When he called me from the conference, I told him that the pictures had made me upset, fighting back tears during the whole conversation. As I am in no way a crier, having done so only twice at funerals, he knew that this was serious. He did apologize, saying that he was caught up in the "game" of taking pictures together, and did not think how it might make me feel. In all honesty, that revelation may have been the worst part for me; the lack of consideration on his part. While he is my number one priority and I anticipate how my actions my affect him, he neglected to even think of what the repercussions may be, wanting only to do what made him happy.
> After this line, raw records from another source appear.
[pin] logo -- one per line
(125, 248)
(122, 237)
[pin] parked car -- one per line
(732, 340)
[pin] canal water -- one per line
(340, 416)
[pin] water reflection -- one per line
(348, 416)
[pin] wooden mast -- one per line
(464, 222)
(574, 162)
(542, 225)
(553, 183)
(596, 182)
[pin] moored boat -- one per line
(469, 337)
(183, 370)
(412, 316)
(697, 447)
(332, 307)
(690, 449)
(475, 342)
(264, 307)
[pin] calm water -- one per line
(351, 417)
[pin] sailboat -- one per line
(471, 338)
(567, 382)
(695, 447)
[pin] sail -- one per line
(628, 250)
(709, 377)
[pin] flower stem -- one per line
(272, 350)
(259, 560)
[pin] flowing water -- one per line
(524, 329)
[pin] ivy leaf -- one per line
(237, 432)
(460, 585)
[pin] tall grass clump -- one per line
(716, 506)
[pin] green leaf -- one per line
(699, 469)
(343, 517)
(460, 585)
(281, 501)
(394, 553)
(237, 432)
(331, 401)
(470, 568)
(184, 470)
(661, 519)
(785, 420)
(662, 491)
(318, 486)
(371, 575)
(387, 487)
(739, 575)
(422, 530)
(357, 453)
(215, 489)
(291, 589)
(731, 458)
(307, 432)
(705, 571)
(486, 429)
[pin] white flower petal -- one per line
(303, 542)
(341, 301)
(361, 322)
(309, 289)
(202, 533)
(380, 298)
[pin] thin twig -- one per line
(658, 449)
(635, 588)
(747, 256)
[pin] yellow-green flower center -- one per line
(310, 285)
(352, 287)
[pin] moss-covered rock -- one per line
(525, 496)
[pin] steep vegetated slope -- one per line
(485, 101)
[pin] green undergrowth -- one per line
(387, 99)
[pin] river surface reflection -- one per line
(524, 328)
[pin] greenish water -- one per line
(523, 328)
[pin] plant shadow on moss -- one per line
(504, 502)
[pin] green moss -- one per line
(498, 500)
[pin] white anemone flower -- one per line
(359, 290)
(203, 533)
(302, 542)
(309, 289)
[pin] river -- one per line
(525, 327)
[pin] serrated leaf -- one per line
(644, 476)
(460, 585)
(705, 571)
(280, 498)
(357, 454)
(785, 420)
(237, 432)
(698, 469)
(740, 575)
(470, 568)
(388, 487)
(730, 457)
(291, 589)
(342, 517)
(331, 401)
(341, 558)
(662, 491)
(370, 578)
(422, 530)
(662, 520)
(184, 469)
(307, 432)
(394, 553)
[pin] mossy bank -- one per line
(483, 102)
Well, I have reached the end of my long tirade. My sister feels that I am not being assertive enough, and in wanting to make my husband happy, I allow him to walk over me. She told me that if her husband had done these things, that she would insist upon marriage counseling, and to let it be known that if this behavior continued, that she would be considering divorce. I believe this course of action is a bit extreme, but my question to all of you kind souls who have read this novel is what you would do if you were in my situation. Am I overreacting over a couple of pictures? Do you think that my reasons for concern are insignificant, or might this be a continuing issue that needs to be addressed? Should I accept the apology, and let it become just another thing to be brushed off, or should I try to make him understand that a change needs to be made? I am not asking that they stop being friends, but that they both contemplate how their actions might make me feel beforehand. 

Thanks again for reading, and for your help!


----------



## Syrum (Feb 22, 2011)

No you are not overreacting. His relationships are completely inappropriate and I wouldn't be comfortable with my husband having a working (or any) relationship like that.
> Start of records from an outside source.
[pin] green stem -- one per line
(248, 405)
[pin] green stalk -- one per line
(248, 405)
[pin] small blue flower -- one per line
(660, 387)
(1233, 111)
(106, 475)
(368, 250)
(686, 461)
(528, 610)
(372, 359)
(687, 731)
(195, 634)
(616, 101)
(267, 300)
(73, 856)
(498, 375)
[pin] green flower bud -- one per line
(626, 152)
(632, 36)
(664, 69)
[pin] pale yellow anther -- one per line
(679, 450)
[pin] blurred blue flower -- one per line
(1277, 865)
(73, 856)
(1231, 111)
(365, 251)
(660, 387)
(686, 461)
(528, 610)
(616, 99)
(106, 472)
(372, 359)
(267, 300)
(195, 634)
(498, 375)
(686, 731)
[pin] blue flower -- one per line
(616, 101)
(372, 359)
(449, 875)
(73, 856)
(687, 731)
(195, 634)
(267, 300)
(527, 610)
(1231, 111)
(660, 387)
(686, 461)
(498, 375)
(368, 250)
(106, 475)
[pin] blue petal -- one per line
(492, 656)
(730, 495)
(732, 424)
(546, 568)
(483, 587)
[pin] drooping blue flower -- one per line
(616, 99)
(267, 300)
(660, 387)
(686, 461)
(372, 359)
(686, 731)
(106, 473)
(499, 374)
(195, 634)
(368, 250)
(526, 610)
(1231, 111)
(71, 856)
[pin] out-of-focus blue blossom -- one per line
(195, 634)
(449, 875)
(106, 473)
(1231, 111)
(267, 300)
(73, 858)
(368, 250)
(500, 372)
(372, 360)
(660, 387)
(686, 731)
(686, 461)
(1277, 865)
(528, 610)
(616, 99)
The fact that she transferred to where you guys live is a huge red flag.


----------



## Zaphod (Jun 1, 2011)

Very few female "friends" are actual real friends to a guy I'm afraid. Not that it doesn't happen of course, but in my experience and having talked to a bazillion guys I think we all came to the conclusion that any female "friends" we had were women we had more than a passing interest in, if you catch my drift. Again, there are exceptions, but most women who think that they are the exception, usually are not, they're just led to believe that they are.

In a case where those kinds of pictures and games and comments were made I'd say that even if *he* wasn't actually interested in her, she's clearly making a play for him. In your situation I'd get that relationship kiboshed immediately, and without mercy or recourse, or it *will* turn into something more. Again, assuming that he is actually innocent in this. I cannot imagine doing all of those things with a cute female "friend" and having it be platonic.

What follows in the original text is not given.